職員室には、4月の入園式・進級式の写真が貼ってあります。春の少し緊張した表情や、まだ幼さの残る姿を見るたびに、この一年の時間の重みを感じます。あの頃と比べると、子どもたちの手足は伸び、表情もずいぶん変わりました。けれど、本当に大きくなったのは、目には見えにくい部分なのかもしれません。思いきり笑う姿、友だちとの関わりの中で見せる優しさや思いやり、時には思い通りにならないときの葛藤や我慢する姿。毎日の生活や遊び、行事の中で、重ねてきた経験は、うまくいった日もそうでない日も、すべてが子どもたちの力となっているのだと思います。
まもなく新しい季節を迎えます。新しい学年、新しいクラス、新しい担任の先生。期待とともに、不安や緊張も感じているかもしれません。それでも子どもたちには、「楽しみ」「大丈夫」そんな気持ちで進級してほしいと願っています。
そして、いつも思うことがあります。子どもたちには、どうか自分のことを好きでいてほしい。できる自分も、できない自分も、甘えてしまう自分も、泣いてしまう自分も。どんな自分も、大切な自分です。園での生活の中で感じた「やってみよう」「できた」「楽しかった」という気持ちが、自分を信じる力につながっていれば嬉しく思います。
年長児にとっては、園での生活のすべてが「最後」の時期となりました。お茶のお稽古、音楽、体育、知育などの特別指導、そして毎日の日課。これまで積み重ねてきた経験や学びは、子どもたちの中にしっかりと根付いています。

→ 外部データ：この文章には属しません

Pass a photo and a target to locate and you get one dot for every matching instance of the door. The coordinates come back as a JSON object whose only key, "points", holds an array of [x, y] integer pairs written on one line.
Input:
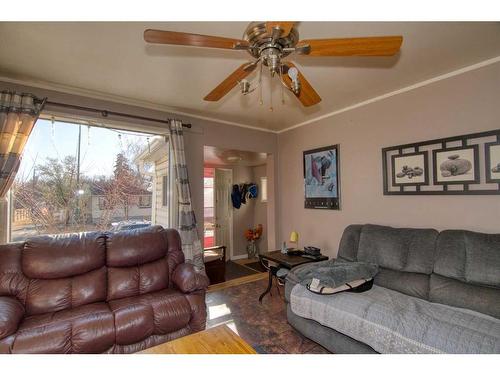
{"points": [[223, 213]]}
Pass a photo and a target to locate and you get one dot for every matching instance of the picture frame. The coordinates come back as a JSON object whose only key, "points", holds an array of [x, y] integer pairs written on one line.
{"points": [[492, 161], [456, 165], [474, 184], [321, 168], [410, 169]]}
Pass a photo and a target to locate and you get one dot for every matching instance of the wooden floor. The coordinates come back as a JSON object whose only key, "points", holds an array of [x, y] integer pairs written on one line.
{"points": [[217, 340], [264, 326]]}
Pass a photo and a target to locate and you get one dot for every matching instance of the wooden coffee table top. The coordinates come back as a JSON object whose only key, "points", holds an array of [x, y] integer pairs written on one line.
{"points": [[217, 340]]}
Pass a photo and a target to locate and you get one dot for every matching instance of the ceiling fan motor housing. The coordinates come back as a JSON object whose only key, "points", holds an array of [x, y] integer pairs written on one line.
{"points": [[260, 42]]}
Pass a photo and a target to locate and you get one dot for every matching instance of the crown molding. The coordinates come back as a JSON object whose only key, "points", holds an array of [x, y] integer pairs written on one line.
{"points": [[160, 107], [122, 100], [454, 73]]}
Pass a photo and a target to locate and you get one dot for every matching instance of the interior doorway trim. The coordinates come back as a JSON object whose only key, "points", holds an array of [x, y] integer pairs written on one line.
{"points": [[230, 210]]}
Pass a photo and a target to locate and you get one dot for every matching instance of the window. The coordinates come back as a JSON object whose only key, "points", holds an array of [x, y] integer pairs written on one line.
{"points": [[208, 207], [164, 191], [263, 189], [76, 177], [145, 201]]}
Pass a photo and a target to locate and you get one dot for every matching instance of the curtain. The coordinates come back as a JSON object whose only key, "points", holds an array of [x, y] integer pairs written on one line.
{"points": [[191, 244], [18, 114]]}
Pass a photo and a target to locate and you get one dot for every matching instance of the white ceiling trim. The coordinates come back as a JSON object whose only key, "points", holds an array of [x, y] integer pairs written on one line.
{"points": [[469, 68], [122, 100], [160, 107]]}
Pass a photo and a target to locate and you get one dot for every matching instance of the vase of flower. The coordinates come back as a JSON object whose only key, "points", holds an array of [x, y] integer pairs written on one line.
{"points": [[252, 236]]}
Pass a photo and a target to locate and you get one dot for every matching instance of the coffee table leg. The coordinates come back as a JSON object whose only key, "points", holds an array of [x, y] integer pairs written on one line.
{"points": [[269, 285]]}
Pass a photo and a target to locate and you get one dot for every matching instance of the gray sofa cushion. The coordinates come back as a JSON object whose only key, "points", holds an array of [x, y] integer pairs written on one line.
{"points": [[392, 322], [452, 292], [469, 256], [405, 256], [401, 249], [412, 284]]}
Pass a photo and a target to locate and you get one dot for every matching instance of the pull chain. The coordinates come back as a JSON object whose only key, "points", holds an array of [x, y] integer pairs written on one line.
{"points": [[260, 85], [270, 92], [282, 91]]}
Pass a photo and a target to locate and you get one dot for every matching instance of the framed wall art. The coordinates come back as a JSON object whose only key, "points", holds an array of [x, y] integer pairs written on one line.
{"points": [[410, 169], [456, 165], [321, 178], [492, 157], [463, 164]]}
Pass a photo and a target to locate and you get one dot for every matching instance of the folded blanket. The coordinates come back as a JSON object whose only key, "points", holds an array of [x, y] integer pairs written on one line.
{"points": [[334, 276]]}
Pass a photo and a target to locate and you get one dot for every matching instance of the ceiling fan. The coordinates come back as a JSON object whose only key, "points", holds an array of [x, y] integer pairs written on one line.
{"points": [[269, 43]]}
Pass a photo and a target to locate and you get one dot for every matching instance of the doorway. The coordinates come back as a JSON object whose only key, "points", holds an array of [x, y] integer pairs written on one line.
{"points": [[217, 213]]}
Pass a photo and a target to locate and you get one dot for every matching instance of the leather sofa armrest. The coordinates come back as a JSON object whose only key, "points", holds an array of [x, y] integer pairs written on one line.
{"points": [[11, 314], [187, 280]]}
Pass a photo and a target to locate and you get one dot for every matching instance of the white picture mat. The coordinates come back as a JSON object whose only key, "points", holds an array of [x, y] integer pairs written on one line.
{"points": [[442, 156], [494, 160], [411, 161]]}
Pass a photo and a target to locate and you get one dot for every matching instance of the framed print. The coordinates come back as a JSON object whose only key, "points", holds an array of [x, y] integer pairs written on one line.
{"points": [[492, 158], [410, 169], [456, 165], [321, 178]]}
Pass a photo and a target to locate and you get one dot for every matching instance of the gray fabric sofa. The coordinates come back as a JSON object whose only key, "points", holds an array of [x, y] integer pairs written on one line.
{"points": [[456, 268]]}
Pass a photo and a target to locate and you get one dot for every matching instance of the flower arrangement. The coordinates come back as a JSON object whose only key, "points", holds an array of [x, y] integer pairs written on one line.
{"points": [[251, 236], [254, 234]]}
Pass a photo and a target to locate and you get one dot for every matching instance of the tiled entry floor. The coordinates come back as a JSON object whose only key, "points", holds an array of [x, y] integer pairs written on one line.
{"points": [[263, 326]]}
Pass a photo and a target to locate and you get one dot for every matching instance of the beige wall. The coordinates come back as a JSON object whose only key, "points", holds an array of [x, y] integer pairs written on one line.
{"points": [[463, 104], [203, 132], [260, 208]]}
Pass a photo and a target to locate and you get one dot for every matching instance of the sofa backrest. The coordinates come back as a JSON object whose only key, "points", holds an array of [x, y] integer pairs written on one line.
{"points": [[52, 273], [467, 271], [405, 256]]}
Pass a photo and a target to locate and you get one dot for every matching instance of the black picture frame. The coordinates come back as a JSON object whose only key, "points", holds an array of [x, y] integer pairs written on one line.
{"points": [[331, 203], [475, 166], [410, 183], [487, 159], [475, 187]]}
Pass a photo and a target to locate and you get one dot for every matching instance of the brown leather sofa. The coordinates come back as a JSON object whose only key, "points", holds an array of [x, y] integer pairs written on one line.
{"points": [[98, 292]]}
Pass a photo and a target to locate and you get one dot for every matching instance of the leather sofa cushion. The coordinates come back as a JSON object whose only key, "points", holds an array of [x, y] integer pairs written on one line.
{"points": [[469, 257], [11, 314], [139, 317], [53, 295], [76, 253], [85, 329], [134, 281], [12, 280], [136, 247]]}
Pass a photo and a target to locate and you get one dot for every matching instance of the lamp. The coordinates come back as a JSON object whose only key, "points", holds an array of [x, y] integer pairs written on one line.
{"points": [[294, 238]]}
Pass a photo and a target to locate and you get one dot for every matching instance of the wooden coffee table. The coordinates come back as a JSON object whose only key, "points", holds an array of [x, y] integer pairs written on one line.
{"points": [[277, 260], [217, 340]]}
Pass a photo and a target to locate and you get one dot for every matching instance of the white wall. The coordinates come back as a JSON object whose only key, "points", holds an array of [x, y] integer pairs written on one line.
{"points": [[463, 104]]}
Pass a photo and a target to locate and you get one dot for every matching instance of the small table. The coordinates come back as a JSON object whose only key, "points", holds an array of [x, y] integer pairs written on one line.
{"points": [[217, 340], [276, 260]]}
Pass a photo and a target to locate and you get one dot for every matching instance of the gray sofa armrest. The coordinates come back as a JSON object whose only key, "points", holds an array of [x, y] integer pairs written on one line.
{"points": [[11, 314]]}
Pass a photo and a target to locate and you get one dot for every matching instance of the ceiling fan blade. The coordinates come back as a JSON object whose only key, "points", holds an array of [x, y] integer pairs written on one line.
{"points": [[307, 95], [230, 82], [370, 46], [285, 28], [195, 40]]}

また先日より数回にかけて、年長児は学園長先生と会食の時間を持っています。卒園を前にした穏やかな時間は、子どもたちにとって特別な思い出になったことと思います。
一年を振り返えると、どの学年の子どもたちも、日々の積み重ねの中で少しずつ、そして確かに成長する姿が頼もしく、輝いて見えます。4月からの新しい生活が、子どもたち一人ひとりにとって温かなスタートとなるよう、残りの日々も大切に過ごしていきます。
最後になりましたが、保護者の皆さまには一年間たくさんのご協力いただき、心より感謝申し上げます。ありがとうございました。